Bloom
11 titres, 42:09
Les sœurs Lovell reviennent avec Bloom, un album qui cristallise dix ans d’évolution artistique en treize morceaux de blues-rock contemporain. Fini le temps où Rebecca et Megan jouaient les curiosités folk : elles assument désormais leur statut d’héritières légitimes de la tradition américaine, slide guitar en bandoulière et amplis Marshall à fond.
L’art de la synthèse sudiste
Bloom s’ouvre sur “Mockingbird”, déflagration sonore qui pose immédiatement les termes : riffs country-vibe accompagnés de guitares blues rock traditionnelles. La production de Tyler Bryant (qui co-signe également plusieurs compositions) donne à l’ensemble une ampleur que n’avaient jamais atteinte leurs précédents opus. L’ajout d’orgue Hammond (Michael Webb), de cordes (Elenor Denig) et d’une section rythmique solide transforme le duo en véritable orchestre roots.
Rebecca Lovell, désormais pleinement assumée au chant principal, déploie une tessiture qui oscille entre la sensualité de Bonnie Raitt et l’urgence de Grace Potter. Megan, elle, fait de sa lap steel l’arme secrète de l’album entier, sculptant des atmosphères tantôt nostalgiques, tantôt incandescentes.
Le milieu triomphal
Si l’album démarre correctement avec ses trois premiers titres sans surprise, c’est au cœur du disque qu’explose son potentiel. “Bluephoria” s’ouvre sur un riff headbanger avec une structure call-and-response typiquement seventies. Cette pièce maîtresse révèle la nouvelle dimension du groupe : plus lourde, plus assumée, plus dangereuse.
“If God Is a Woman” se révèle encore plus saisissant - lourd, menaçant et sexy à la fois, presque heavy metal, utilisant les motifs religieux pour donner une dimension grandiose au désir. Ce morceau résume à lui seul l’ambition de Larkin Poe en 2025 : transcender le folklore pour toucher à l’universel.
Une géographie sonore authentique
Bloom s’inscrit dans la lignée directe du Mississippi hill country blues, ces paysages sonores luxuriants qui ancrent l’auditeur dans les questionnements contemporains à travers les sons blues-soaked du delta. Les sœurs Lovell maîtrisent parfaitement cette géographie : elles n’imitent pas, elles héritent.

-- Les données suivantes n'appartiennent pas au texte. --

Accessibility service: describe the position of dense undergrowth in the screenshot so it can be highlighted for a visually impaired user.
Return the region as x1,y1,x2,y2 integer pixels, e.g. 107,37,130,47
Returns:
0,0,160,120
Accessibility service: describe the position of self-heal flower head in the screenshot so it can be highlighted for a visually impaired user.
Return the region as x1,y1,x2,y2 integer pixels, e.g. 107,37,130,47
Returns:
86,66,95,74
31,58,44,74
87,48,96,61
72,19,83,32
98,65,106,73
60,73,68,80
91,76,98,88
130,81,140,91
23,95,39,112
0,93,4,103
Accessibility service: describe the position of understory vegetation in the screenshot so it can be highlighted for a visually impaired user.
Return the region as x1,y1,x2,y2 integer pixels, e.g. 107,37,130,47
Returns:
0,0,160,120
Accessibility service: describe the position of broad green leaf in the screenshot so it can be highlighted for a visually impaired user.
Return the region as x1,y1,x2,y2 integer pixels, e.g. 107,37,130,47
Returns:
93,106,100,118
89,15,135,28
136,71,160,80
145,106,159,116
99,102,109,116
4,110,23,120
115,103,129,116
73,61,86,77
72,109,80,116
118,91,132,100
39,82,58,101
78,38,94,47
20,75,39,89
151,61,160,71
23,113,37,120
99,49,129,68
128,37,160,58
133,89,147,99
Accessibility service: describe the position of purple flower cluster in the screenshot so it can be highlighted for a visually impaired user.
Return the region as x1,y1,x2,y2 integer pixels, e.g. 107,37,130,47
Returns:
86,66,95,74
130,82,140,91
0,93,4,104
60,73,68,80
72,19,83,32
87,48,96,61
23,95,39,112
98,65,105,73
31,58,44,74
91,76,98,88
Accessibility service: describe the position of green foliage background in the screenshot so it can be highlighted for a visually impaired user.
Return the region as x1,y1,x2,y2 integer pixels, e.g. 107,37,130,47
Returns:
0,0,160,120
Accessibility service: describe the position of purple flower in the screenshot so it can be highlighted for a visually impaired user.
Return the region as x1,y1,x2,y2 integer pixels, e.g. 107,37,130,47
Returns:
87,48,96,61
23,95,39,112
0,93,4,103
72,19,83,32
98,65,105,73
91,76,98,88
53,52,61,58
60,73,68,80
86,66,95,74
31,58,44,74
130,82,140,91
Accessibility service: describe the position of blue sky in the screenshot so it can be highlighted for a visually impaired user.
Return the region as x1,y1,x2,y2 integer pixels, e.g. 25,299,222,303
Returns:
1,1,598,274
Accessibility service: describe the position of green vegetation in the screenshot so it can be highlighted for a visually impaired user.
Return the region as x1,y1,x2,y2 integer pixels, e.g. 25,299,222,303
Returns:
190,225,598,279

La diversité stylistique du disque - du pop-rock pétillant d’“Easy Love Pt. 1” aux atmosphères plus sombres de " Pearls" - témoigne d’une maturité artistique enfin aboutie. L’album se déploie comme un voyage où les sœurs Lovell découvrent leur vrai moi, et cette quête d’authenticité irrigue chaque composition.
Les limites de l’exercice
Le défaut principal de Bloom réside paradoxalement dans sa force : deux titres du milieu d’album surpassent largement les premier et dernier tiers. Cette inégalité de traitement nuit à la cohérence d’ensemble, même si elle produit des pics d’intensité saisissants.
L’album souffre également d’un certain conformisme dans ses arrangements. Si la qualité d’exécution est irréprochable, on aurait aimé plus d’audaces, plus d’expérimentations. Les sœurs Lovell maîtrisent parfaitement leurs codes - peut-être trop parfaitement.
Verdict : L’accomplissement sans la révolution
Bloom sonne comme l’aboutissement logique d’un parcours artistique cohérent. Le rock and roll coule dans les veines des sœurs, et cet album le prouve avec une évidence désarmante. Sans révolutionner le genre, Larkin Poe livre ici son disque le plus accompli, une parade triomphale célébrant tout ce qu’elles ont appris en chemin.
Les puristes regretteront peut-être l’innocence de leurs débuts acoustiques, mais cette maturité électrique était inévitable. Larkin Poe rejoint enfin le panthéon du blues-rock contemporain - sans faire de bruit, avec l’évidence de l' évolution naturelle.
Un disque de confirmation plutôt que de révélation, mais parfois, c’est exactement ce dont on a besoin.